Jan Papez, spokesman for the Association of Travel Agencies, called the tightened checks ill-considered and harassment of tourists.
The tourists addressed by CTK expressed understanding for the tightened security measures.
Prague Castle dismissed the criticism. The spokesman for President Milos Zeman, Jiri Ovcacek, said security must be preferred to financial aspects.
Prague Castle introduced checks of visitors at all entries to the complex two weeks ago. Both soldiers and police are scanning the visitors’ bags.
The Castle administration says the checks are random and that they should mainly focus on bigger weapons.
Long queues were formed from time to time outside the Castle, mainly on Hradcany square and Powder Bridge, due to the checks. In “tourist rush hours” around noon, people had to wait for dozens of minutes to get in.

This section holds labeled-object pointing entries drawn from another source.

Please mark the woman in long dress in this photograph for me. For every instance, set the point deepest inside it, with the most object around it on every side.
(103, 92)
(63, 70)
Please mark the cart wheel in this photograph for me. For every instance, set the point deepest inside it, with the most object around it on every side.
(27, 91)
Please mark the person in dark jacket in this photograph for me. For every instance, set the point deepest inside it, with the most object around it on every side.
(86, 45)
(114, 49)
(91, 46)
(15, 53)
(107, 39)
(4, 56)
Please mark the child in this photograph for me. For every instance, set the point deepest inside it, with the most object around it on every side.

According to Ovcacek, travel agencies have not adapted to the situation and they keep bringing tourist groups to Prague Castle at the same time. He added that he expected the situation to change within a few days up to weeks.
Papez also says travel agencies will have to accommodate themselves to the situation. However, he disagrees with the view that travel agencies are to blame for the long queues at the Castle.

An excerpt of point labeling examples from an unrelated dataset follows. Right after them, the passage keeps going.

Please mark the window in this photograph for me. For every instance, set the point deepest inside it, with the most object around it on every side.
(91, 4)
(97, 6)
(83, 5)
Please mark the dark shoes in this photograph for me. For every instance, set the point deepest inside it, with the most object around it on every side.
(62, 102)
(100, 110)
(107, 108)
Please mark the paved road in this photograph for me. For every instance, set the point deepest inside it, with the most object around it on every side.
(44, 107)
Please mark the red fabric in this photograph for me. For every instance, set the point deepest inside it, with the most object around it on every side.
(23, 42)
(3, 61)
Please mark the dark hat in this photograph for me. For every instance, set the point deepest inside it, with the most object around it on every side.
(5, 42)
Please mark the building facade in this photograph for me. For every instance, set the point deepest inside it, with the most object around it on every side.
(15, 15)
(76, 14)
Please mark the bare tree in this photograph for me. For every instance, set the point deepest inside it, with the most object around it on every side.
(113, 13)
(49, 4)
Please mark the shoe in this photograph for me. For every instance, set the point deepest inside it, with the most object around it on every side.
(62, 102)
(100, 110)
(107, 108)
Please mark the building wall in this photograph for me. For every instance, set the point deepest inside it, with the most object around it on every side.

Travel agencies received information about the planned tightening of security measures at Prague Castle, but without concrete details, Papez said.
Foreign tourists’ trips are planned long time ahead and it is difficult to change the programme at the very last moment, he added.

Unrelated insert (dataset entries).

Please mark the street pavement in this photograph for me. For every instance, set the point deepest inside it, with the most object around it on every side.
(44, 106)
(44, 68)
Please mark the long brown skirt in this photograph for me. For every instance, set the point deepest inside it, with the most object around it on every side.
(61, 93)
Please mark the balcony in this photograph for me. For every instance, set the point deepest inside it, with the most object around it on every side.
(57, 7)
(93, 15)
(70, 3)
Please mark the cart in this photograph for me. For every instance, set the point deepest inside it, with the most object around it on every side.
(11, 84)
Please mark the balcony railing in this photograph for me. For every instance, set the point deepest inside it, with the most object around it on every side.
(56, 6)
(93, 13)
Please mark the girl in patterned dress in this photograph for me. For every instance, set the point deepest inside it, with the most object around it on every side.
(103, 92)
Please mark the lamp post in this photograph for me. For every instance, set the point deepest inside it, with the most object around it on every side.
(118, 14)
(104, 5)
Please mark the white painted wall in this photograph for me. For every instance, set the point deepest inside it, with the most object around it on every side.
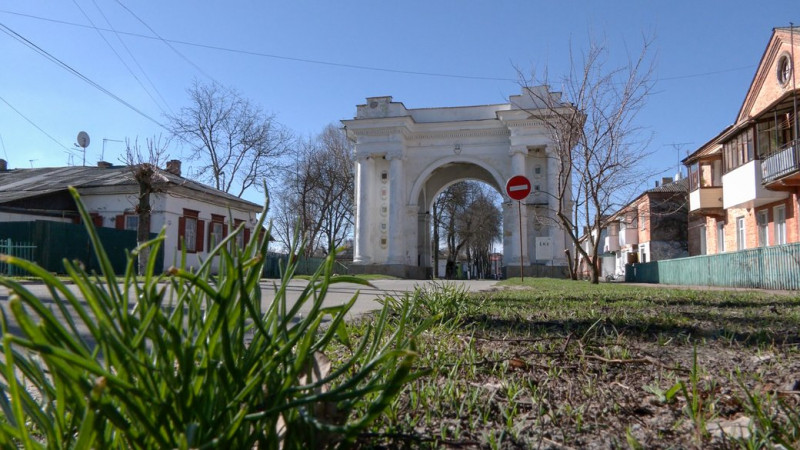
(742, 187)
(16, 217)
(167, 208)
(398, 148)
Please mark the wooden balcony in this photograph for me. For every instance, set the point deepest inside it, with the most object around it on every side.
(611, 244)
(706, 200)
(781, 170)
(628, 236)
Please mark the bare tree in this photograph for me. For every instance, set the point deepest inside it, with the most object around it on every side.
(236, 145)
(485, 229)
(319, 196)
(596, 140)
(144, 166)
(469, 221)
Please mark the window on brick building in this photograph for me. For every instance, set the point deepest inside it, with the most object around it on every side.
(216, 230)
(780, 225)
(741, 243)
(190, 231)
(762, 221)
(244, 237)
(703, 249)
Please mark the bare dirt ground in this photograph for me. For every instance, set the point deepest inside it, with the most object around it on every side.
(561, 365)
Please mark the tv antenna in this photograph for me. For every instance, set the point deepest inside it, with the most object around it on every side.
(83, 142)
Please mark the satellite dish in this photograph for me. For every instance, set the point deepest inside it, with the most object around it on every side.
(83, 139)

Papez criticised the applied security measures, but he admitted that they must be respected in the current security situation in the world.
“However, they are conducted in a very unfortunate way at Prague Castle,” he added, calling the checks “technologically botchy.”
The Czech Republic has long ranked among the safest countries in the world, he pointed out.
The checks had to be introduced, Ovcacek said without elaborating.
Hynek Spinar, spokesman for Cedok, the oldest travel agency in the country, has also challenged the security checks.
He said they negatively influenced attendance to Prague Castle.
Waiting time for the entry makes the sightseeing at the Castle longer, which also increases the travel agencies’ costs of guides and coaches that were not calculated in the trip beforehand, Spinar pointed out.
Ovcacek argues that people’s safety is the priority. “Safety cannot be translated into money. They should realise this in travel agencies,” Ovcacek told CTK.
Prague City Tourism, a subsidised organisation of the Czech capital, was opposed to the planned security measures at Prague Castle in its press release in June.
“We do understand that security of the presidential seat is a priority. Exactly Prague Castle is the most visited sight in Prague, and if we limit the public access to it or introduce strict security checks there, people will perceive it negatively,” Nora Dolanska, director of Prague City Tourism, said.
Its spokeswoman Katerina Bartova said mainly guides and not tourists alone were complaining about problems with the checks.
Tourists addressed by CTK on Tuesday afternoon when the waiting time was counted in minutes expressed understanding for the checks.
Ywona, a Polish woman living in Germany, said the checks were normal and she expressed surprise at no checks existing there in the past. Yet she expressed doubts that the current measures could prevent a terrorist attack.
A young couple from France also considered the checks common and they agreed that security was most important.
A group of Slovak tourists shared this view.
“We did not mind waiting for a few minutes,” Karel, a Czech man from Tabor, south Bohemia, told CTK.